This answer is for sliced or diced home fries, such as this type:
Shredded style hash browns are much more difficult to pre-cook at home, since the shreds are fragile and go from under cooked to over cooked quickly.
Note that restaurants tend to simply have home fries on the griddle, in a warm section, essentially fully cooked. This is why they tend to be more cooked at the end of breakfast service than the beginning in many restaurants.
For home service, there are several effective techniques for making home fries cook more rapidly, or at least more conveniently.
Par-cook the potatoes
The easiest for pre-preparation is simply to par-cook the potatoes. In either case, the potatoes should be peeled (optional), and diced or sliced.
Cook them until they are just slightly under-done, but begining to be fork tender. This will depend on your type of potato. If you are using a waxy potato (such as a Red Bliss), you can cook them until they are fork tender as they hold their shape quite well; if you are using a starchy potato such as a Russet or Idaho, you want them just slightly resisting in the center.
After they are par-cooked, you may optionally refrigerate or even freeze them before finish cooking.

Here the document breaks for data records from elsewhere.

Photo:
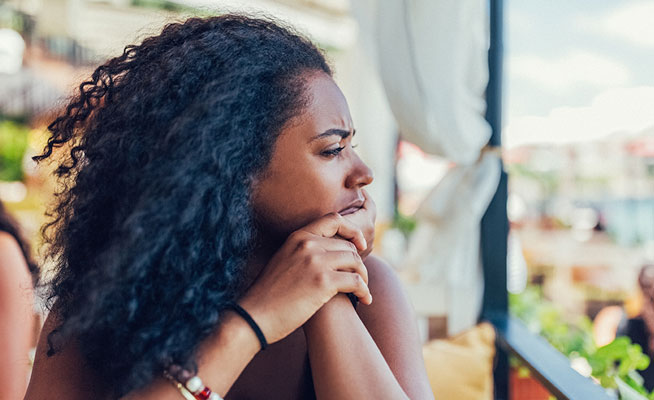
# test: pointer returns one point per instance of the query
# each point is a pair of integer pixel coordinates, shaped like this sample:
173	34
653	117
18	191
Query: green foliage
13	143
404	223
618	360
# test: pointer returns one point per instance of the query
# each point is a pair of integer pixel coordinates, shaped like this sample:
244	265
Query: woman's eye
332	152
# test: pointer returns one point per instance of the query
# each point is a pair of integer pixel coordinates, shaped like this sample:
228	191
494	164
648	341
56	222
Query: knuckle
311	259
335	216
321	280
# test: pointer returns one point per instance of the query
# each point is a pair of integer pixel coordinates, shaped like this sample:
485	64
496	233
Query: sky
577	70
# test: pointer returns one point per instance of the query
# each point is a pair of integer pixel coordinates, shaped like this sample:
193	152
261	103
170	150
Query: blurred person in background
640	329
18	274
211	204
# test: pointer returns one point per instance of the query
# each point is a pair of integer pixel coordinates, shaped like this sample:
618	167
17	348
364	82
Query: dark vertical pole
495	224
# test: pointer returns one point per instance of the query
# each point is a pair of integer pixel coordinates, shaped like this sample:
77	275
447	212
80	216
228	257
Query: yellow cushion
461	367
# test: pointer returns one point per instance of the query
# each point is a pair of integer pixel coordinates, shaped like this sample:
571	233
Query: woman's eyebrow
334	131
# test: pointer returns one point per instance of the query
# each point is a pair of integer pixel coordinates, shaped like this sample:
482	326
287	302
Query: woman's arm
16	319
373	354
309	269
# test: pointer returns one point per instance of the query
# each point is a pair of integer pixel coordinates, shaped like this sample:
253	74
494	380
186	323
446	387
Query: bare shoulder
13	267
9	249
390	302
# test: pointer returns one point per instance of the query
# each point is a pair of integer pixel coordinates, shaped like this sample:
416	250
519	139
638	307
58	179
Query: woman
214	163
17	275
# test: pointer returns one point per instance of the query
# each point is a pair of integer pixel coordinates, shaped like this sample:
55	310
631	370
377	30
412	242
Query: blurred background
578	133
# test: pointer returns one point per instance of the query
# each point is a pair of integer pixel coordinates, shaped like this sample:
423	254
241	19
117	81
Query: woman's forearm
221	359
345	361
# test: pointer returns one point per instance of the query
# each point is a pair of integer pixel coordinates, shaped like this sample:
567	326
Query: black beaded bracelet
240	311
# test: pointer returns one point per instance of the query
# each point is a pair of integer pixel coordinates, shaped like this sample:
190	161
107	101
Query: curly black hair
152	223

There are several methods which are effective for the par-cook, depending on your volume:
- Microwave, suitable for a couple of potatoes. Put plastic wrap or a loosely sealed lid on the container so they steam as well, and stir them fairly frequently to be evenly cooked.

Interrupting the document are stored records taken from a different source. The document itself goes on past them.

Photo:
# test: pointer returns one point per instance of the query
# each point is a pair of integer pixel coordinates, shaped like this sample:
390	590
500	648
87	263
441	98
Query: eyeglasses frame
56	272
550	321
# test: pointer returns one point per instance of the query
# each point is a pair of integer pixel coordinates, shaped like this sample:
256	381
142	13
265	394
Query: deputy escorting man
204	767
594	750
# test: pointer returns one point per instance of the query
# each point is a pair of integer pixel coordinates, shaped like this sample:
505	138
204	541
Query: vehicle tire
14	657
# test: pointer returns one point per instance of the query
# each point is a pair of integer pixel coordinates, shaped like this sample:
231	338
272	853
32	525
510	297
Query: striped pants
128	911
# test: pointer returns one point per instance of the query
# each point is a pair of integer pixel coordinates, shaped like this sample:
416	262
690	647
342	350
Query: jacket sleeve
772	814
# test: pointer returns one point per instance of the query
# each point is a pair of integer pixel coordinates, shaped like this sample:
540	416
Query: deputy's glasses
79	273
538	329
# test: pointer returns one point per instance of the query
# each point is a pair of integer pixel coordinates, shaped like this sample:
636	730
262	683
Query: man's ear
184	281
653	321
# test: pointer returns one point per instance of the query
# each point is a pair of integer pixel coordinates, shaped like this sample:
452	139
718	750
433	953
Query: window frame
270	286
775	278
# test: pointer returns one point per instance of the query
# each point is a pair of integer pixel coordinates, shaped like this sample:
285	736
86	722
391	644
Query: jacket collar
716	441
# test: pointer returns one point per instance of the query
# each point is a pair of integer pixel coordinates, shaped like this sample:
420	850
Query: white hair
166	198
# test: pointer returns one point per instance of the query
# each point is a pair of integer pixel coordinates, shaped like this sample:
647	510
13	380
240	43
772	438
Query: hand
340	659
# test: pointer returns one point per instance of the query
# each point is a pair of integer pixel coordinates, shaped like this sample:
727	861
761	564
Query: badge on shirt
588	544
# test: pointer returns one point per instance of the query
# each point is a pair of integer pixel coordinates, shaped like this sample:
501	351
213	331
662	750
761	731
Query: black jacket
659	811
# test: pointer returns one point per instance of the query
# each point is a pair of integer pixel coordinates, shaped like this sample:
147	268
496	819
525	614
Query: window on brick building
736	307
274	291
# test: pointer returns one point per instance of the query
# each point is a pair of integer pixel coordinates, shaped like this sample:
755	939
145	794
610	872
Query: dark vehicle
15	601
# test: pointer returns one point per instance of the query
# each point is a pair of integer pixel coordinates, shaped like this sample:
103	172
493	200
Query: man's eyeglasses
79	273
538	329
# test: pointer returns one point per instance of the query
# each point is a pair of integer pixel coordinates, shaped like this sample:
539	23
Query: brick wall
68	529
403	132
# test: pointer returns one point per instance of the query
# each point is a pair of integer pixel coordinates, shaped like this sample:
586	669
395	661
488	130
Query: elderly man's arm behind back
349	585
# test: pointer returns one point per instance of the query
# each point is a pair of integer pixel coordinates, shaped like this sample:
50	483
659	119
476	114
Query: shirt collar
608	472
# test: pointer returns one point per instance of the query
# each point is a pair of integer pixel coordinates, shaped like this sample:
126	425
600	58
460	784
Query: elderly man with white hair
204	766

- Steaming. Probably more work that it is worth, but very effective.
- Simmering/boiling. Start the potatoes in cold water. Depending on the size of your dice or slice, they may be done about the time the water begins to boil; in any case, simmer them until done as described above. Drain well, or even dry with towels.
To finish cooking them, fry them on a hot griddle with generous butter (or other fat, to taste), salt, pepper, and other additions that you desire such as onions, peppers and so on until they are brown on all sides, and somewhat crispy. This will take about 5 minutes per side depending on your heat.
This is the method I personally use the most, as the results can be outstanding, although you need experience to judge exactly how they should come out. It is also only for reducing the cooking time, more than for pre-staging some of the preparation.
Dice or slice, and optionally peel your potatoes
In a wide pot where the potatoes will form a shallow layer (preferably non-stick, or they will sick a little and form a lot of fond, which will make it harder to get them crispy), add the potatoes and water to barely cover. You will learn how much water over time for your cook top (hob), dice or slice size, and flame level.
You can also add butter, salt, pepper and such at this stage.
Cook the potatoes on high for about 10 minutes or until the water is gone. Ideally, if guaged correctly, this will leave you potatoes at the "almost done" stage described in the par-cooking method.
Add fast cooking vegetables such as onions or peppers.
Continue cooking on medium high heat, stirring once or twice, until the potatoes are nicely golden brown and delicious.
Oven hybrid method
This method can be used for pre-preparation. The finish cooking takes longer, but is hands off.
- Prepare potatoes as usual, and pan fry them until browned. They will still be essentially raw inside. That is okay.
- At this point, you can reserve and pause.
- To final cook, place (with salt, pepper, slightly pre-cooked onions or peppers, and other enhancements) in a moderate oven to heat through and re-crisp. Depending on temperature, this can take 20-30 minutes.
This method will not give perfectly crispy potatoes like the first two methods, but is suitable for having a large quantity, as for a brunch party, ready for service at the same time.